Glitter My Words Myth #9 Orthodox Protestants are moral realists. They hold to objective values, where the LDS are moral relativists.
Protestant Christians, as typified by Blogstream bloggers at “Dummies”, speak boldly in favor of objective values but are moral relativists in defining their Christian institutions and subsequently in their personal obligations as members.
Realists believe that there are objective, irreducible moral properties which are nonnegotiable and should be considered factual claims when applied to their Christian organizations. As factual claims, they can only be true or false. Their truth or falsity does not depend on one’s belief, feelings, or other attitudes towards the things that are evaluated.
The slide to moral relativism is to the extent where the moral rightness of a property must be approved of by society. The need for societal approval leads to the conclusion that different values are right for folks in different societies.
It is a matter of record that all Protestant Christian denominations statements of faith vary substantially from one culture to another within a denomination. And, in some cases, from one church to another within the same denomination within the same culture.
Thoughout the scriptures there has been an age old pattern that God set in place and He has sustained. Doctrine, as the Lord provides it, has always come by revelation through a Prophet. In every case this has been true as there has been but one Lord, one faith, one baptism, and one God and father of us all.
Having the religious order as was originally prescribed by God and having objective, irreducible moral properties identical among all people, The Church of Jesus Christ of Latter Day Saints (LDS) are moral realists.
Anywho, I've already established that, dispite the claims to the contrary, that there are still relative truths from one person and one region to another.
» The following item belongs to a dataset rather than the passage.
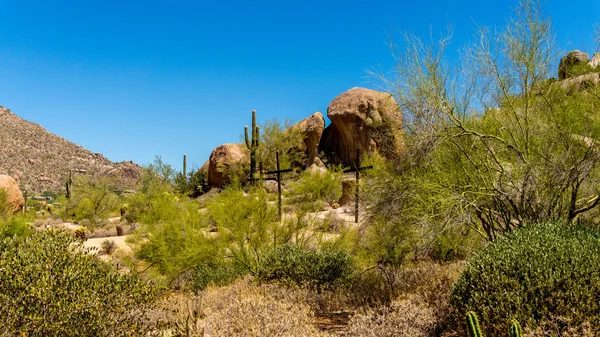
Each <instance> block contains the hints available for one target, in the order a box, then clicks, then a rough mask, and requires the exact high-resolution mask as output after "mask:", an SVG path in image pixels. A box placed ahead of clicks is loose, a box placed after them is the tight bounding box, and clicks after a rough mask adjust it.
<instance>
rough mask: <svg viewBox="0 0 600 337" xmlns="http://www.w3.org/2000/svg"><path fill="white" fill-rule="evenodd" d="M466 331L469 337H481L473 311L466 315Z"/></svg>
mask: <svg viewBox="0 0 600 337" xmlns="http://www.w3.org/2000/svg"><path fill="white" fill-rule="evenodd" d="M467 331H468V332H469V337H481V328H480V327H479V321H478V320H477V315H476V314H475V313H474V312H473V311H469V312H468V313H467Z"/></svg>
Good luck with your denials on that.
God also allowed us to become the most advanced society (hah
I once had a teacher of history who said that at the time of Socrates that we could all there was learnable. Maybe all that was written in that area, but the entire world was not known to these people and it was sheer arrogance of her to say that we could possibly have at one point in time on this earth have known everything about this earth.
Even with all of our advances we can not accurately time the earth and must add a day and some minutes here and there to keep us on a timed 24 hour day, yet the Sumarians knew how to time one full revolution of the earth around the sun and one full revolution of a day.
So evenwith all of our self bloviating and puffing of our chest we still know less than an extinct group of people who we know even less of than most people do their bibles.
Beth.
I'm just wondering what that has to do with the topic. How does it prove or disprove Stealth's claims of relativistic foul? The only thing I caught is that you say relativism is fair in this dispensation.
Protestants certainly think otherwise, even to the point of contradiction. This is what she stated much more concisely in her first paragraph. Let's see, should we sprinkle her or immerse her or should we not do anything because she is sinless as an infant. Or further is baptism a sacrament or not. I think you and Thom would disagree on that.
But that's ok you say because there are some areas where it isn't important, right?
Your God has a queer mind to accept all these as acceptable to Him.
Puri, as for my two posts in a single day, I just suggest that you try to keep up. I don't write to get replies. I write to get read.
Still waiting on evidence of your claims. You seem to indicate that there is no deviating in the LDS church, but there are already 100 variants claiming t be LDS of some kind or another each with little differences in how truth is dispense. Even within the LDS which you belong to, I have shown that certain truths change from person to person, and therefor are taught differently causing small differences which will ultimately lead to another split. That is exactly how there are already 100 or so different LDS religious groups.